Andy thought for a moment, squinting with the effort of remembering. “I remember a couple,” he said. “McKinley was one. Gardner. Redbud—that was middle school—after we moved to California I was at Shasta City High. I went to some other schools, too, ’cause we were always moving. I don’t remember all their names. Mama knows all that stuff.”
“How did you like school?” I asked.
“Mostly not much.”
“Why?”
“Oh, I never did too good. Never that interested in it.”
“Ever get in trouble?”
“Little stuff—cutting classes, acting up. Got in a fight once during recess.”
“What happened?”
“Couple kids jumped me. Teacher sent us all to the principal’s office. They tried to suspend me, but Mama went and told them off, and they took me back.”
“Anything else?”
“Nah, that’s about it.”
“Did you have any friends?”
He looked up. “Yeah, a couple.”
“What were their names?”
“There was a kid named Eddy. Eddy Ford. But he moved away. In grade school he and I and Greg… Greg—I think my mom might remember his last name—we used to hang out together.”
“What about junior high and high school?”
“A couple of the girls were okay to me. Althea Soames, Lisa Koslovsky.”
“Do you remember any of your teachers?”
“Oh, boy, let me think.” He stopped and looked down for a long moment, frowning with effort. “All’s I can remember in high school, in Shasta City High, are Mr. Muller or maybe Mueller; he taught shop. Mr. Geleitner, or something like that, he was the principal.”
“What about grade school and middle school?”
He thought for a moment. “I only remember one nice teacher and one mean one. Miss Brandon was the nice one. Mrs. Cooley, she didn’t like me. She was fourth grade. I had to repeat it, ’cause she wouldn’t pass me. Mama was mad.
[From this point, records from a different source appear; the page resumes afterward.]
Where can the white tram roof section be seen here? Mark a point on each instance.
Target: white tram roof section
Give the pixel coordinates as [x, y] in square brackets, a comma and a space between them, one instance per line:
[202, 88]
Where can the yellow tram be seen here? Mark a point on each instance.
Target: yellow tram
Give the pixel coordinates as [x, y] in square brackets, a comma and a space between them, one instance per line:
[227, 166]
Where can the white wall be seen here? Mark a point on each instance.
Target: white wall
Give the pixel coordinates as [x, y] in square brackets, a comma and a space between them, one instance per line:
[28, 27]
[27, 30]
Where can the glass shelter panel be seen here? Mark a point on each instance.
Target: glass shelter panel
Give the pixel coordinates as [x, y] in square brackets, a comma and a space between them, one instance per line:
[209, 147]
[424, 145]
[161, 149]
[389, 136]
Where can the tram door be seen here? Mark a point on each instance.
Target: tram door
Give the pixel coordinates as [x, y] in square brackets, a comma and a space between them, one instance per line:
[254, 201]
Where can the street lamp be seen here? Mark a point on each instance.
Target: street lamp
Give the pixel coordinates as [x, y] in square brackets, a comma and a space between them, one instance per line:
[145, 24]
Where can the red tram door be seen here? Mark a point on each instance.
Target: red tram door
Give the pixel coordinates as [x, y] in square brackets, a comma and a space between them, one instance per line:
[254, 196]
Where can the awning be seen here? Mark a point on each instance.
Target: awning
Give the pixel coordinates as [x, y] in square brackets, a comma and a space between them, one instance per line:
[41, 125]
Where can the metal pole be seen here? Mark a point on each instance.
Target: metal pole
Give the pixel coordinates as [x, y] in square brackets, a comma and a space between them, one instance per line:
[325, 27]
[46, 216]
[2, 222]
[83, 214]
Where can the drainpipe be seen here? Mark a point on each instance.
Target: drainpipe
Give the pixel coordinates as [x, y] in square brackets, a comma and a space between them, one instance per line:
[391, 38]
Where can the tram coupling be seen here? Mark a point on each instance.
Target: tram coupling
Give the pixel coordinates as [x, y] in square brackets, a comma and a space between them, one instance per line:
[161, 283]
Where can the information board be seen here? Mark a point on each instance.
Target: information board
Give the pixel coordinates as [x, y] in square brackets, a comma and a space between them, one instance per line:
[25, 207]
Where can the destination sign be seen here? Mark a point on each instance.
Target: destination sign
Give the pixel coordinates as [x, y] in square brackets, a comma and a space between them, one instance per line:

Went and talked to her about it, but it didn’t do no good.”
“Do you remember what school Miss Brandon was in?”
He frowned in concentration again and shook his head. “No, I sure can’t.”
“What about high school; did you graduate?”
“No. I got tired of school. I wanted to work, make some money.”
“How old were you when you left?”
“Seventeen. Or maybe eighteen. I’m not sure.”
“What year were you in then?”
“Tenth grade.”
We went on like this for the rest of the visit. By the time the guard—a different one this time—came to take Andy back to his cell, I had a half-dozen pages of notes on schools, towns, doctors’ and dentists’ names, friends, relatives, hospitals, and so forth. Andy looked up at the guard and then back to us. “Well, guess I gotta go now. Would you send me some stamps and drawing paper?”
“Sure,” Jim said. Andy stood up, and when the guard opened the metal port in the cage door, Andy turned and held his hands behind him for the cuffs.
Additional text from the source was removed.